I meant nothing like what you are saying:Sorry, I'm still not aware of any support for "toxicity" in the mechanism of metformin contributing to lactic acidosis, nor what is specifically meant by "toxicity". My lactic acidosis symptoms were definitely a result of taking metformin, but likely partially due to predisposing factors related to ME. If toxicity were the primary cause, lactic acidosis would be a much more common side-effect from metformin.
Metformin is known for producing Lactic acidosis to patients that are under predisposing factors (and ME is certainly one of them!).
However, Lactic acidosis occurs when hyperlactatemia is above 5 mmol/l + blood pH inferior to 7.35.
if these criterion are not met, we can only talk about hyperlactatemia.
It may be that Metformin is raising blood lactates of many patients that are not detected because they don't reach 5 mmol/l.
If we look at mitochondria toxicity associated to nucleoside reverse transcriptase inhibitors (drugs against HIV), a study shows that:
"From 782 blood lactate determinations, we identified 65 (23%) patients with moderate hyperlactatemia and 5 (1.8%) with lactate concentrations >5 mmol/L (2 with severe lactic acidosis; 0.7%)."

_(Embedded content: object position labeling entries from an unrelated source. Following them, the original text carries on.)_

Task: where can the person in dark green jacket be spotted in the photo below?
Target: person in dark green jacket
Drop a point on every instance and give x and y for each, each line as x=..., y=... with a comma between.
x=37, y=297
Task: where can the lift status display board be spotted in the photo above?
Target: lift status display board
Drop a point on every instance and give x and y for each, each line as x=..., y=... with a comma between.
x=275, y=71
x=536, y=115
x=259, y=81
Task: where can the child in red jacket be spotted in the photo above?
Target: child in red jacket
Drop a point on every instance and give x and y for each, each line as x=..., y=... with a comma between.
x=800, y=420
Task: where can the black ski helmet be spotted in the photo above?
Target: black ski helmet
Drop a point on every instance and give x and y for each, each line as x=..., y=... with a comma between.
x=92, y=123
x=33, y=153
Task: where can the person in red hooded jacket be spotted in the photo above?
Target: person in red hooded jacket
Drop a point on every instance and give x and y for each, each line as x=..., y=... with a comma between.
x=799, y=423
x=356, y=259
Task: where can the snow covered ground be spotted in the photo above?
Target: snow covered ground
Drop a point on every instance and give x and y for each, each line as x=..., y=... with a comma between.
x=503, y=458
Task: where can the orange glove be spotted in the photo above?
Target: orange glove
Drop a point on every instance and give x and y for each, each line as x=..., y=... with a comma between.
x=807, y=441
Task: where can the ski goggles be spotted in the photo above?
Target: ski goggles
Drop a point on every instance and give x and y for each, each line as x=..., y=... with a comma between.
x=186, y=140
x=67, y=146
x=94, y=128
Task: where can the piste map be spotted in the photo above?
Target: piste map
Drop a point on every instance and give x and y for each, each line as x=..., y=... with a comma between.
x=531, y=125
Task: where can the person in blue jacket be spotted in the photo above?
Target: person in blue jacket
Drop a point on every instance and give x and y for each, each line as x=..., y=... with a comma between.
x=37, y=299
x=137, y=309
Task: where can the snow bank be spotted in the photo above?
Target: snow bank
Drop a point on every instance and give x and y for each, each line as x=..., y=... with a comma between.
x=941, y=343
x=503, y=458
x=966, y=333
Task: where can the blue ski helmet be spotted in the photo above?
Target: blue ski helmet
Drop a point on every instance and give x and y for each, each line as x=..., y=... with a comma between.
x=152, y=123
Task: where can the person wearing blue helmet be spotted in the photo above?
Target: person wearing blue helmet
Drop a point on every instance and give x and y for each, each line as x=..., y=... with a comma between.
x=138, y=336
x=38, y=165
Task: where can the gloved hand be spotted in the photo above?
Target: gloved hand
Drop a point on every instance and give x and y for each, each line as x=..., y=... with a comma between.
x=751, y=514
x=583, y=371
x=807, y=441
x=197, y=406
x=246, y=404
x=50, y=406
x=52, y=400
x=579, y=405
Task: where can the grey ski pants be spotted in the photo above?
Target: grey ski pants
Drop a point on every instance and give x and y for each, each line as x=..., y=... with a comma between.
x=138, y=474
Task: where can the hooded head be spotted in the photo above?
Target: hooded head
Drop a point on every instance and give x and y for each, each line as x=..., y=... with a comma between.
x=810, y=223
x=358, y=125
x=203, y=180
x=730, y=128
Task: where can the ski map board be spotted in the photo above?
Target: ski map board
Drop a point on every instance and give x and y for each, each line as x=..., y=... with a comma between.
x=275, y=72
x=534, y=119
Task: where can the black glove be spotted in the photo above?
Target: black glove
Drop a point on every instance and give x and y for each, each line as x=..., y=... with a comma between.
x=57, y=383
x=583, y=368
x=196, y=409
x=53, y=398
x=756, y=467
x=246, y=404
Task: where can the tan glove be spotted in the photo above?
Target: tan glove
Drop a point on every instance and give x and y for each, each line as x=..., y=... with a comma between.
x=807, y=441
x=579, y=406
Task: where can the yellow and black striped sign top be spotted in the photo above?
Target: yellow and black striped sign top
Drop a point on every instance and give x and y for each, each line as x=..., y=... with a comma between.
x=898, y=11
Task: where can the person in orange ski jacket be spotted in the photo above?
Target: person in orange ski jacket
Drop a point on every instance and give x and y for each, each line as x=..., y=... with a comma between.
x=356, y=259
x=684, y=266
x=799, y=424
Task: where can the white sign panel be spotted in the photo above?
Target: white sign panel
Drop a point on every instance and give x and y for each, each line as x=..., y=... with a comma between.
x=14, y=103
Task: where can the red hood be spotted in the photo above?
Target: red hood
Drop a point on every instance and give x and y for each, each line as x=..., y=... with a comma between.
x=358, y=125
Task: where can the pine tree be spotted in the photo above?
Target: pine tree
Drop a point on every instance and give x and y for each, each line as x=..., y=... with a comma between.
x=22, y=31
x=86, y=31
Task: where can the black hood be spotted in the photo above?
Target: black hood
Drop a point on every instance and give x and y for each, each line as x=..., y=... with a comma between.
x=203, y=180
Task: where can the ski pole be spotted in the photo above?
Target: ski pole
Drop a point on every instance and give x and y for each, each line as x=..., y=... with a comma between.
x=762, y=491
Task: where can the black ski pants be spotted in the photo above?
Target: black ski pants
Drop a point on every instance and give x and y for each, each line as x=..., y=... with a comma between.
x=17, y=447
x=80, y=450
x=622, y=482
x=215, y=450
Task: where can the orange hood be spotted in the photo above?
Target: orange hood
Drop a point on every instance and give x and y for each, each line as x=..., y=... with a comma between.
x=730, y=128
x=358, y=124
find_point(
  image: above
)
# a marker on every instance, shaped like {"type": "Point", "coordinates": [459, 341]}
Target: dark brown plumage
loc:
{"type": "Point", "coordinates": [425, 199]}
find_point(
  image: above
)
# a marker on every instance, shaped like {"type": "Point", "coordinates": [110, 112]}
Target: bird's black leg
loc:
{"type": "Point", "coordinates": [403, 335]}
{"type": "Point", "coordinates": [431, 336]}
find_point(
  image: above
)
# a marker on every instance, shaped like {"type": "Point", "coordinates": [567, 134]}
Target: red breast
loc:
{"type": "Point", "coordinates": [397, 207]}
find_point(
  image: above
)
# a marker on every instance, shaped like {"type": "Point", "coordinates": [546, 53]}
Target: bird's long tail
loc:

We don't have similar study for Metformin that I am aware of, but for a very small percentage of patient affected with Lactic acidosis under Metformin, there may be much more patient with moderate hyperlactatemia, not detected by doctors...
I do have myself hyperlactatemia if I take Salicylates (known mitochondria toxic) or Azithromycin (not a known mitochondria toxic, but Macrolides are suspected to be mitochondria toxic), and I suppose that I was predisposed to have such reaction by my underlying health condition (maybe ME or maybe other, but no doctor ever find what it was).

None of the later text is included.